Если Цин Бу и удивился столь странному для женщины занятию, то вида он не подал.
– Три поколения циньских полководцев, и этим всё сказано, – молвил он. – Ван Цзянь и его сын Ван Бэнь, натворили дoстаточно, чтобы внуку судился весь вчерашний позор.
– Я захватил злосчастного Ван Ли в плен, – пояснил Юн, отбивая атаку белых камушков соперника. – Не видать вам, Данъян-цзюнь, моего поражения.
– А причем здесь дед и отец? – спросила Таня, придвигая свою циновку ближе к военачальнику Цин.
– При том, что полководец в третьем поколении непременно терпит поражение. Мертвых и поверженных предками так много, что их потомок неизбежно испытает из-за этого несчастье. Ван Ли именно тaков и таково его воздаяние.
– Какая интересная теория.
Из неё следовало, что потомкам Сян Юна грозили одновременно все казни египетские, стольких он убил и поверг за свою короткую жизнь. Вот только будут ли у него потомки?
– Цинь нарушает кодекс нравственности, следовательно, её генералы тоже, – со всей серьезностью заявил Цин Бу. – Мы это исправим.
«О да, – подумала Таңя, усилием воли отгоняя мысли о будущем Сян Юна. – Они уж исправят так исправят».
– Так расскажите же мне про вчерашнюю битву, – сказала она, старательно размешивая тушь и хватаясь за кисточку. – Только непременно во всех подробностях. Потомки должны помнить о героях прошлoго.
Это было так здорово, слово за слово разговорить двух полководцев, разбудить в них азарт! Не прошло и десяти минут, как они, словно мальчишки, захлебываясь словами, перебивая друг друга, споря и похваляясь, поведали девушке из будущего о своей победе. Сян Юн вскочил с места и стал показывать в лицах, как его армия подошла с юго-востока и охватила полукольцом осаждавшие Цзюйлу циньские части. Он рычал,тут же смеялся, размахивал руками и отталкивал лезущего с уточнениями Цин Бу.
– Да если бы не гарнизон города и северобережная армия Чэнь Юя, хрен бы мы отсекли основные силы от отряда осаждавших!

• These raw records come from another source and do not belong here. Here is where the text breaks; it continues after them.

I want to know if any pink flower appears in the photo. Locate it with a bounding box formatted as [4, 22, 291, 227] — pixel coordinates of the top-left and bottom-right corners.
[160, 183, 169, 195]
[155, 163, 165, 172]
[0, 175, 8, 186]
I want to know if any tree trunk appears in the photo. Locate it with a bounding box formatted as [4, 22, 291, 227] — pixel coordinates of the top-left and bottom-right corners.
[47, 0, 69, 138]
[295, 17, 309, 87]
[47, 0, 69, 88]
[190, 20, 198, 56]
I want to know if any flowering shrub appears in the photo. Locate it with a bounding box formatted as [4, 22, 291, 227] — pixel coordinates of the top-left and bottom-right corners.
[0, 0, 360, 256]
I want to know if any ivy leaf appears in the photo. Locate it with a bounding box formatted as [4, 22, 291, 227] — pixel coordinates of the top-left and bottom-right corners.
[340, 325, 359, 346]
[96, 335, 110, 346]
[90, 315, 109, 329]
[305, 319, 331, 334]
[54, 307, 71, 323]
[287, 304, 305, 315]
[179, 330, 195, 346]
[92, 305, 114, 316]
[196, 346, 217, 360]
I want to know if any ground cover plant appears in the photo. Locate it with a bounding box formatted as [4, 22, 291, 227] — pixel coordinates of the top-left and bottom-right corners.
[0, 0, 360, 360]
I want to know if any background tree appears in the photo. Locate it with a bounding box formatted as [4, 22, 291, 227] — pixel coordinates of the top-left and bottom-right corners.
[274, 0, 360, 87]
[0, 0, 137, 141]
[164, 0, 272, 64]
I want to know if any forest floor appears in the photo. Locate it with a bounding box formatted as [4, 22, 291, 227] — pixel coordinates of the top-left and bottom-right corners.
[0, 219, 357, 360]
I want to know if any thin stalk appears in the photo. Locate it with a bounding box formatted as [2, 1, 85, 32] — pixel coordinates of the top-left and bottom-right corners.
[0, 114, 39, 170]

– Еще бы! Кровь у чжухоу жидковата снова отсиживаться за валами! – взвился Сян Юн. – На этот раз я бы уже не ползти их заставил, а собственными кишками дорогу в мой лагерь устилать!
– Но вы же согласитесь, что помощь чжухоу была очень кстати? – набычился Цин Бу.
– Ага! Когда я уже Ли Чжану надрал задницу, можно было и удаль показать!
Воины замерли нос к носу.
– Девять раз к одному!
– Ого! Зато какой это был раз!
Οни заливисто хохотали, забыв обо всем на свете.
«Мужчины!» – мысленно хихикнула Татьяна, глядя, как древние полководцы дурашливо мутузят друг дружку. Жаль, что никакие хроники и исторические записки никогда не донесут через века этот смех, блеск глаз и абсолютную убежденность в том, что весь мир принадлежит им. А если еще не принадлежит, то им под силу исправить это упущение.
Сыма Синь и Чжао Гао
«Какие же вы все сволочи! – ярился Сыма Синь, глядя на беззаботную жизнь столицы. – Мы на востоке кровью каждый день умываемся, а вы тут жрете и пьете в свое удовольствие!»
Санъян горя нe знал, словно в Пoднебесной от края до края царили мир с благоденствием, и каждый житель наслаждался покоем под собственной крышей. По улице не проедешь, чтобы не затоптать парочку счастливых пьяниц. В торговых рядах оживление, словно народ впроголодь целый год жил, всё деньги копил в ожидании специального императорского приказа. И буквально накануне глашатай прочитал заветные слова с золотистого шелкового свитка. Вот люди и принялись грести товары, не разбирая ни цены, ни достоинств. Последний же день живем!
А если судить по толкотне вoзле игорных и пионовых домов,то несчастных жителей Саньяна к тому же весь год продержали в колодках, не давая взглянуть на женщин и зажав руки в тисках.
Нет, разумеется, воину в должности чжанши должно хватать ума, чтобы понимать – злиться на простых обывателей глупо и бессмысленно. На то у Цинь есть многотысячное войско, чтобы воевать. Но горький привкус обиды Сыма Синь чувствовал и в еде,и в питье,и даже в воздухе.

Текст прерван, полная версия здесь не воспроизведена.